I am off to Wichita, Kansas (to see some new babies!) and then immediately to Dar Es Salaam, because that’s how my silly life works. Maybe somewhere between America’s heartland and East Africa I’ll find some original thought to throw out into the universe! Until then.
Chickpea & barley salad with toasted spice vinaigrette
Adapted from Bon Appetit. The vinaigrette is the star here—double the recipe and use it on other things, too.
- For the vinaigrette:
- 1 teaspoon coriander seeds (or half teaspoon ground coriander)
- 1 teaspoon cumin seeds (or half teaspoon ground cumin)
- 1 teaspoon fennel seeds (of half teaspoon ground fennel)
- 1/4 cup neutral-tasting oil (such as grapeseed oil), or 1/8 cup neutral-tasting oil + 1/8 cup olive oil
- 2 tablespoons white wine vinegar
- 1 teaspoon Dijon mustard
- Kosher salt
- Freshly ground black pepper
- For the grain salad:
- 1/2 pound green beans, washed, trimmed, halved OR substitute any seasonal green veggie (Springtime? Asparagus! Winter? Tuscan kale!)
- 1 cup pearled barley
- 1 teaspoon olive oil
- 1 15-ounce can chickpeas, drained and rinsed
- 4 ounces crumbled feta
- Make the vinaigrette: First, toast the spices in a small skillet over medium heat, carefully tossing or stirring so that they don’t burn, no more than 5 minutes, until they are browned and aromatic. If using whole spices, chop them coarsely after they cool.
- In a jar or other sealed container, combine oil for vinaigrette, vinegar, dijon, toasted spices, and a pinch of kosher salt. Shake vigorously and taste for seasoning. Season with more salt and freshly ground pepper to taste. Set aside.

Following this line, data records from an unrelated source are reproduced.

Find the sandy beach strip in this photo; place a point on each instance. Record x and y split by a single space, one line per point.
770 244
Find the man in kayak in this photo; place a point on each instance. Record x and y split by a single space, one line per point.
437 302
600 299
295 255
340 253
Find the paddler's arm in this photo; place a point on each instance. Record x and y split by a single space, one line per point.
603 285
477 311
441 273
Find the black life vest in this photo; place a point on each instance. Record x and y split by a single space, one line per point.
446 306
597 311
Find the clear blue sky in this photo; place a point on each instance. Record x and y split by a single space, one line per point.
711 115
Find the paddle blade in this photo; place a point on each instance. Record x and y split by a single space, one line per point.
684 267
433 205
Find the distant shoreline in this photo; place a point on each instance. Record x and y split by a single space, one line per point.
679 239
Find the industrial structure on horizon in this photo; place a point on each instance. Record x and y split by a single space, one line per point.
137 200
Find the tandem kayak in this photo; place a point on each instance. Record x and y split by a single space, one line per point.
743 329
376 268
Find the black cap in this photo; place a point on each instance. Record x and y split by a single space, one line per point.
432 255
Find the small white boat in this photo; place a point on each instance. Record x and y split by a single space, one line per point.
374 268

- Bring a pot of salted water to a boil. When it’s at a rolling boil, blanch the green beans (or kale or asparagus or whatever) for about three minutes, until still brightly colored and crisp-tender. Remove from pot and transfer to an ice bath to stop the cooking with a slotted spoon, strainer, or spider skimmer.

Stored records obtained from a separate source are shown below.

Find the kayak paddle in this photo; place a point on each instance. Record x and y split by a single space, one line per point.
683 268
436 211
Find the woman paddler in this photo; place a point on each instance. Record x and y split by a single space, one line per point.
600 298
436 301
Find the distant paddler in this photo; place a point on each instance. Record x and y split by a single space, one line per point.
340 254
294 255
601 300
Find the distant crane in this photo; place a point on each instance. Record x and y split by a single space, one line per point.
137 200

- Bring the same pot of water back to a boil. Drop in the barley and give it a quick stir. Reduce to a simmer and simmer for about 20 minutes, until barley is tender but still chewy and toothsome. Drain barley in a colander.
- In a bowl or on a platter, toss barley, green beans, rinsed chickpeas, and vinaigrette. Top with feta. Serve immediately, or refrigerate for serving over the course of the next week.
* WordPress claims that this is not a word, but I’m pretty sure it is. If anyone wants to back me up, I’d like that.
** After I wrote this post I read this article and, polarizing title aside, I agree with a lot of it. I’m particularly in agreement about feeling exhausted and numbed by 1) a lack of quality in Internet writing or 2) the way most Internet reading smacks of just being written for the content mill. It’s strange that I use the Internet as a creative outlet even though, after what I’ve written here, it sounds like I’m not even sure I believe it can really be used that way with any integrity. Blegh.